Reading like a novel, this well-reviewed book (the "Advance Praise" pages read like a Who's Who of the trauma and mindfulness worlds) covers Dr van der Kolk's evolution in understanding of trauma over 30 years as a clinician and researcher. It explores the world of trauma healing under headings such as:

1.  The Rediscovery of Trauma
2.  This is Your Brain on Trauma
3.  The Minds of Children
4.   The Imprint of Trauma
5.   Paths to Recovery
The chapter on recovery includes sections on trauma language, the legacy of inescapable shock, EMDR, trauma-sensitive yoga, self-regulation, rewiring the brain, finding your voice through theatre, and making choices about trauma treatment as a society. There is an emphasis on the individual nature of treatment - one size does not fit all and psychopharmacology, in particular, should only be an adjunct to a larger individualized recovery plan.
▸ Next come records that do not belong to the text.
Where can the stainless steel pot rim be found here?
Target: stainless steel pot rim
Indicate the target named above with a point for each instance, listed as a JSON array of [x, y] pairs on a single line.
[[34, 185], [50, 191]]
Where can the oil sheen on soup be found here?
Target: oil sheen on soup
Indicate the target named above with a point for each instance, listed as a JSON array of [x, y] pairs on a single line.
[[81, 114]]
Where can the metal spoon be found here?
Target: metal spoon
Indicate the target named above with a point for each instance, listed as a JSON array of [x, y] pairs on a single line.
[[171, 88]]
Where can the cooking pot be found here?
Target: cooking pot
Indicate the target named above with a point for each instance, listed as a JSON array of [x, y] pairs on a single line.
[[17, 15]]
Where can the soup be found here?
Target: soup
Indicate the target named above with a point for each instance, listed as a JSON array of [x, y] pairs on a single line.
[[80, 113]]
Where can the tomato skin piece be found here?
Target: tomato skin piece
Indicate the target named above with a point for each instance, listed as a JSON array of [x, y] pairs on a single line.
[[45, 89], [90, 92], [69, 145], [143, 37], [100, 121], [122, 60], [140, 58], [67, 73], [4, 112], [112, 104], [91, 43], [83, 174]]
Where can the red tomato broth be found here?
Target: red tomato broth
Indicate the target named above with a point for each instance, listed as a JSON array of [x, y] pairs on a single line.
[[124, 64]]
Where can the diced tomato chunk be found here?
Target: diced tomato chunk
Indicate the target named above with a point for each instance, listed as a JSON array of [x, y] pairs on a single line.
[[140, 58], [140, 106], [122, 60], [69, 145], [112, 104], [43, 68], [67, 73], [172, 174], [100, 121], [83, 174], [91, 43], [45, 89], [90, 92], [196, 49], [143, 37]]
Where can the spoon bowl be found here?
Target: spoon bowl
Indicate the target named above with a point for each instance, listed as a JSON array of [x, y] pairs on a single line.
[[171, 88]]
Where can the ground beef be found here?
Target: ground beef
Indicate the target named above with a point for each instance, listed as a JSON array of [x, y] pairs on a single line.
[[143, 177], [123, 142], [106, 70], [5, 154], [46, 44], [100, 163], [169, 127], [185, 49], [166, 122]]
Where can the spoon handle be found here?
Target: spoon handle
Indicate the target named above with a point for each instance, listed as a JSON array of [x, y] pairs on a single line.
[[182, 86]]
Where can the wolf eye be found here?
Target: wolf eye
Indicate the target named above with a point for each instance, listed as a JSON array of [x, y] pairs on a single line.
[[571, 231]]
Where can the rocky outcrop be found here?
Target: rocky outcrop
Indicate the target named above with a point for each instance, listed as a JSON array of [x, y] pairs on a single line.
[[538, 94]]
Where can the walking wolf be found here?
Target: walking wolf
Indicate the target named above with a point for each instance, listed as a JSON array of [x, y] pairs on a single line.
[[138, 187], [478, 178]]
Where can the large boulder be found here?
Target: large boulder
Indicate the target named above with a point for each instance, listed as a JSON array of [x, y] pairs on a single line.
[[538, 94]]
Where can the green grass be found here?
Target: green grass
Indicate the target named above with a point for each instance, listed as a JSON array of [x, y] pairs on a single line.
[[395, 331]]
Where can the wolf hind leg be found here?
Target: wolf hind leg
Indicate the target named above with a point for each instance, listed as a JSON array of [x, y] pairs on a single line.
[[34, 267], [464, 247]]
This book is a great starting place for trauma survivors, their families and support systems. It offers a clear "big picture" of current trauma understanding and treatment practices in language that is utterly accessible and pleasurable to read. It is a great synthesis of history, research, neuroscience and story, written in the voice of a true story-teller. It begins like this:

The Tuesday after the Fourth of July weekend, 1978, was my first day as a staff psychiatrist at the boston Veterans Administration Clinic. As I was hanging a reproduction of my favourite Breughel painting, "The Blind Leading the Blind", on the wall of my new office, I heard a commotion in the reception area down the hall. A moment later a large, disheveled man in a stained three-piece suit, carrying a copy of Soldier of Fortune magazine under his arm, burst through my door. He was so agitated and so clearly hungover that I wondered how I could possibly help this hulking man. I asked him to take a seat, and tell me what I could do for him.
His name was Tom. Ten years earlier he had been in the marines, doing his service in Viet Nam. He had spent the holiday weekend holed up in his downtown Boston law office, drinking and looking at old photographs, rather than his family. He knew from previous years' experience that the noise of fireworks, the heat, and the picnic in his sister's backyard against the backdrop of dense early-summer foliage, all of which reminded him of Viet Nam, would drive him crazy. When he got upset he was afraid to be around his family because he behaved like a monster with his wife and two young boys. The noise of his kids made him so agitated that he would storm out of the house to keep himself from hurting them. Only drinking himself into oblivion or riding his Harley-Davidson at dangerously high speeds helped him to calm down...  
and the last page includes these words:
Trauma constantly confronts us with our fragility and with man's inhumanity to man but also with our extraordinary resilience. I have been able to do this work for so long because it drew me to explore our sources of joy, creativity, meaning and connection - all the things that make life worth living. I can't begin to imagine how I would have coped with what many of my patients have endured, and I see their symptoms as part of their strength - the ways they learned to survive. And despite all their suffering many have gone on to become loving partners and parents, exemplary teachers, nurses, scientists and artists...
... Trauma is now our most urgent public health issue, and we have the knowledge necessary to respond effectively. The choice is ours to act on what we know ... 

Go out and buy or borrow a copy of this book. You won't regret it.